MINNEAPOLIS--Prominent civil rights activist the Rev. Al Sharpton told mourners on Thursday that George Floyd's fatal encounter with police and the nationwide protests his death ignited marked a reckoning for America over race and justice, demanding, "Get your knee off our necks."


  Delivering the eulogy at a memorial service inside a university chapel in Minneapolis, Sharpton said Floyd's fate - dying at the hands of police, pinned to the ground under the knee of a white officer - symbolized a universal experience of African Americans.
  "George Floyd should not be among the deceased. He did not die of common health conditions. He died of a common American criminal justice malfunction," Sharpton said. "It's time for us to stand up in George's name and say, 'Get your knee off our necks.'"
  Sharpton led mourners in eight minutes and 46 seconds of silence, the amount of time Floyd lay on a Minneapolis street with a knee pressed into his neck. In addition to hundreds who gathered inside the North Central University chapel, a crowd of hundreds more clustered outside under trees and in window sills, listening to the service broadcast over loudspeakers.
  One was Zsa-Vona Williams, 36, who knew Floyd from his days working at the homeless shelter where she once lived, recalling him as a caring, friendly soul. "He gave to and fed a lot of people. He was a gentle, peaceful person," Williams said, adding that in death, "He has changed the world."
  The prayer service, which drew comic actors Kevin Hart and Tiffany Haddish as well as U.S. Senator Amy Klobuchar of Minnesota, coincided with a separate memorial tribute to Floyd in the New York City borough of Brooklyn, a major flashpoint of protests in recent days. The day of remembrance capped nine straight nights of raucous but largely peaceful street demonstrations in Floyd's name across the country - punctuated by sporadic arson, looting and clashes between protesters and police.
  The outpouring of rage appeared to ebb on Wednesday night after prosecutors in Minneapolis elevated murder charges against one police officer jailed last week in Floyd's May 25 death and arrested three others accused of aiding and abetting the first.
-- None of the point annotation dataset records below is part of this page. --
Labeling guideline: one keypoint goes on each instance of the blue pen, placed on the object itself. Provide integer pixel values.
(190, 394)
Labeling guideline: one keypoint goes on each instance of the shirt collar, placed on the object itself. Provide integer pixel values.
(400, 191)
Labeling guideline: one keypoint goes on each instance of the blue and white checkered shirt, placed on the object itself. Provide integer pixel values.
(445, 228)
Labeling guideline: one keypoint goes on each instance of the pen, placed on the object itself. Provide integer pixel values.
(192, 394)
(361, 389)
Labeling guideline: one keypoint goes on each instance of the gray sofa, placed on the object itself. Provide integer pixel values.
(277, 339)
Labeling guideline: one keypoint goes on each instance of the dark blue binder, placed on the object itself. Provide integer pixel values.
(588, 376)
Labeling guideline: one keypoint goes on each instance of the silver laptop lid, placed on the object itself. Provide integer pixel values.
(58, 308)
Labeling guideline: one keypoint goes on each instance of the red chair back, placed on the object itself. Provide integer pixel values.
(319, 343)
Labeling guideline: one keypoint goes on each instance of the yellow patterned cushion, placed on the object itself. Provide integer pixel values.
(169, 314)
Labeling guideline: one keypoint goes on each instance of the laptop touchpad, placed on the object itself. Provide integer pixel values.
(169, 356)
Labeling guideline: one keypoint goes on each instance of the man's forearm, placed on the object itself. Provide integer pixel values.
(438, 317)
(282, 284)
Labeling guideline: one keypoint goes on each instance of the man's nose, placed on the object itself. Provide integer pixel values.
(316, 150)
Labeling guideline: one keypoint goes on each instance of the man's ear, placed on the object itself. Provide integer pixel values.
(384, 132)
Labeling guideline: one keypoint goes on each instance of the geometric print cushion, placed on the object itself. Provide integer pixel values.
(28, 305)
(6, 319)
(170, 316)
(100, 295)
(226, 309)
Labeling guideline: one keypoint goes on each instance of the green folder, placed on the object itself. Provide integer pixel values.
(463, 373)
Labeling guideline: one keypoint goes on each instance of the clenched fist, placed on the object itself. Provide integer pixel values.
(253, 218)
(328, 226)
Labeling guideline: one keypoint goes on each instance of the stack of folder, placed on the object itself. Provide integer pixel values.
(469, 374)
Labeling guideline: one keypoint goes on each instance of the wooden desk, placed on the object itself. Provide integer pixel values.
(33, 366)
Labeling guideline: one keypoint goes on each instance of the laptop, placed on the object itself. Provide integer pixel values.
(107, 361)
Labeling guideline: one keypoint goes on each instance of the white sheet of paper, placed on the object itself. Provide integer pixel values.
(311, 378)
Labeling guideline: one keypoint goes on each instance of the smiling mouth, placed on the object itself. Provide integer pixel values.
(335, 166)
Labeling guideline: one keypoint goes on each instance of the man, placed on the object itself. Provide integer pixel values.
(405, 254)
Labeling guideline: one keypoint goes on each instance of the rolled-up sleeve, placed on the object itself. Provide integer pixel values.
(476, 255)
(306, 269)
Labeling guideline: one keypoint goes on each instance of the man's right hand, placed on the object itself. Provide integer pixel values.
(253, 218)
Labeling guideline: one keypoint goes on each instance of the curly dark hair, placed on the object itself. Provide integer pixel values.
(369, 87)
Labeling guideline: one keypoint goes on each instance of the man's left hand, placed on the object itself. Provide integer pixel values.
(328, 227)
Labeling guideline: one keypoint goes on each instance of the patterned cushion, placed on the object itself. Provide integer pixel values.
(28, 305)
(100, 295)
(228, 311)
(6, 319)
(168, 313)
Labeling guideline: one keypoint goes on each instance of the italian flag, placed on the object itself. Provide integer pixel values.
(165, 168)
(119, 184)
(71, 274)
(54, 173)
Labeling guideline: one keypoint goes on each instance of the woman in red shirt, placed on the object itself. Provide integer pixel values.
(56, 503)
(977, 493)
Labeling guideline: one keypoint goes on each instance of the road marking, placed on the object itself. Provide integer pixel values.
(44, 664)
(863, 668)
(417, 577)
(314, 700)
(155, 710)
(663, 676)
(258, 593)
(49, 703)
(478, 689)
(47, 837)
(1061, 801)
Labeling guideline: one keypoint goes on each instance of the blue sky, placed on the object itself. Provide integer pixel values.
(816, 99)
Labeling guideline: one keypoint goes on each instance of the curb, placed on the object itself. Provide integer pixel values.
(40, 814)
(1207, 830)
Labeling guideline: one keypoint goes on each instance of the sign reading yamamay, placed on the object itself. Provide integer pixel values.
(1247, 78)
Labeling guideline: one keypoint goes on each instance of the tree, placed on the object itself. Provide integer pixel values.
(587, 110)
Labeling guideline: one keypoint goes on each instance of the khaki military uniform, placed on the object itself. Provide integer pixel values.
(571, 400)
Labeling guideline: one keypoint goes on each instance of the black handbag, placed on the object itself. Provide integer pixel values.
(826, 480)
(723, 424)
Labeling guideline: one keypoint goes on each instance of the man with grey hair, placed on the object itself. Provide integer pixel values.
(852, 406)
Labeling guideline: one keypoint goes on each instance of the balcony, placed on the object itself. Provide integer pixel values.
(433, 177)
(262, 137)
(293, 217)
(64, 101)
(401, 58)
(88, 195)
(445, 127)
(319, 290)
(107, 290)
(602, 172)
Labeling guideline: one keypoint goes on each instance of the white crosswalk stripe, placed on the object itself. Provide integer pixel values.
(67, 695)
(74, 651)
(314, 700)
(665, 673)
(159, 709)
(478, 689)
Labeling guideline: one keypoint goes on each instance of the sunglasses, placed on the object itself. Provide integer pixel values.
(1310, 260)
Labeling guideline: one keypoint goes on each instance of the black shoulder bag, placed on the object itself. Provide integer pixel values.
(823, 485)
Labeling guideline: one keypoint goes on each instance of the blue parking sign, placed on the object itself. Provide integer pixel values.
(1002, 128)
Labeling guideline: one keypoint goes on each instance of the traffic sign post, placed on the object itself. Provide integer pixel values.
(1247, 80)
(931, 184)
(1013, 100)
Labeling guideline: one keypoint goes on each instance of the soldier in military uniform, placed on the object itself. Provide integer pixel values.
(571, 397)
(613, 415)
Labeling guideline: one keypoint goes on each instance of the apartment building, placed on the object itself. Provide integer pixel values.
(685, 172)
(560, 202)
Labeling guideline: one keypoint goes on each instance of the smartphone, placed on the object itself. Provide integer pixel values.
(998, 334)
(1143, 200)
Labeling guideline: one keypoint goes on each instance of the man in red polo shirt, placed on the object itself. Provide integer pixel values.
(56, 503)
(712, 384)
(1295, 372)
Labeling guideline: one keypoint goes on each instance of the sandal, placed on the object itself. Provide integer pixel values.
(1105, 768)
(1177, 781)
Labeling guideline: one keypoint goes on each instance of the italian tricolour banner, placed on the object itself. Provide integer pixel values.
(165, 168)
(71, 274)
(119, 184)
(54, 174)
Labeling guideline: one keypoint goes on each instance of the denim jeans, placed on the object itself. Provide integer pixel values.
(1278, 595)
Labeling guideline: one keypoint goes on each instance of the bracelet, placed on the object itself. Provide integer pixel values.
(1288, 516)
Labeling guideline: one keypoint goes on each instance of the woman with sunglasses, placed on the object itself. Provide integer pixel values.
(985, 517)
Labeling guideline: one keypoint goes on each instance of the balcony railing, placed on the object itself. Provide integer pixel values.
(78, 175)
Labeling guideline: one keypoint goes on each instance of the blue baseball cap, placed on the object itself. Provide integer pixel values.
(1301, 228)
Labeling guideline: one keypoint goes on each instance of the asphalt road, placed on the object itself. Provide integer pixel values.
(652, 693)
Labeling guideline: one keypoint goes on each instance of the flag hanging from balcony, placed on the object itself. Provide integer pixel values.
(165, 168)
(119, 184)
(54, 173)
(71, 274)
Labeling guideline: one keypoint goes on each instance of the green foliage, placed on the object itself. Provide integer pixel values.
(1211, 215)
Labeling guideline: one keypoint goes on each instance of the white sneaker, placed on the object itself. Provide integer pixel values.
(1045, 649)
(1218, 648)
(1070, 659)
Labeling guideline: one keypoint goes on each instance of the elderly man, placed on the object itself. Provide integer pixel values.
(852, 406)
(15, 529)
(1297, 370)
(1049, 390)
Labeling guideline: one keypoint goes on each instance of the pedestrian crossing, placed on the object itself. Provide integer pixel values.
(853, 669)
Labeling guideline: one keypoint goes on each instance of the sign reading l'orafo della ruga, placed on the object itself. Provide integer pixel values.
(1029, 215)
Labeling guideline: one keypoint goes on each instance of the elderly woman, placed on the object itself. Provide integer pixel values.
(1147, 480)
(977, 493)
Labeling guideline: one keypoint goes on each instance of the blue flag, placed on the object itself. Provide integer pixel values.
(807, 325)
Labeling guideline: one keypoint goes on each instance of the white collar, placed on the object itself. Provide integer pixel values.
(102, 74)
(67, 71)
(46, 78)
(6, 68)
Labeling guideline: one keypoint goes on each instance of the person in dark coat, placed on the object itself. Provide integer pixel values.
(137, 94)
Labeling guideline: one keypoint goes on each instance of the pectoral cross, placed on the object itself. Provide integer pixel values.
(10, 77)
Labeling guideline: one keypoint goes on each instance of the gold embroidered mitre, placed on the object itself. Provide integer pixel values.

On Thursday, the three newly arrested officers - Thomas Lane, J. Alexander Kueng and Tou Thao - made their first appearance in court and were ordered to remain held on $750,000 bond each.
  Their principal co-defendant, Derek Chauvin, 44, is slated to appear for his bond hearing on Monday. Chauvin is the officer seen in widely circulated video footage kneeling on Floyd's neck as Floyd gasped for air and repeatedly groaned, "I can't breathe," before passing out.
  The four former officers, all dismissed from the Minneapolis police department the day after their deadly confrontation with Floyd, each faces a maximum sentence of 40 years in prison if convicted of the most serious charges against them. Floyd, a Houston native who had worked security for various nightclubs, was unarmed when taken into custody outside a corner market where an employee had reported to police that a man matching his description tried to pay for cigarettes with a counterfeit bill.
  His brother, Philonise Floyd, recounted to mourners in Minneapolis that he and his siblings grew up so poor they washed their socks and underwear in the sink and dried them in the oven. “It’s crazy man, all these people came to see my brother, it’s amazing he touched so many hearts,” said Philonise Floyd, wearing a dark suit adorned with photo of his brother.
  A second brother, Terrence Floyd, joined an outdoor memorial in a Brooklyn park, where many in the crowd knelt in the grass in the afternoon sunshine in a symbol of protest and chanted, "No justice, no peace."
  He urged the crowd to continue to seek justice but to avoid violence, saying, "My brother wasn't about that."
  U.S. Attorney General William Barr said on Thursday evidence had surfaced of foreign interests and "extremist agitators" affiliated with left-wing movements infiltrating the protests to foment unrest, though he offered no details. Sharpton acknowledged that some demonstrations had devolved into incidents of lawlessness, which detractors had seized on to avoid a larger conversation about systemic racial inequality.
  "None of us condone it - looting and violence," Sharpton said. "But there is a difference between those calling for peace and those calling for quiet. Some y'all don't want peace, you just want quiet. You just want us to suffer in silence."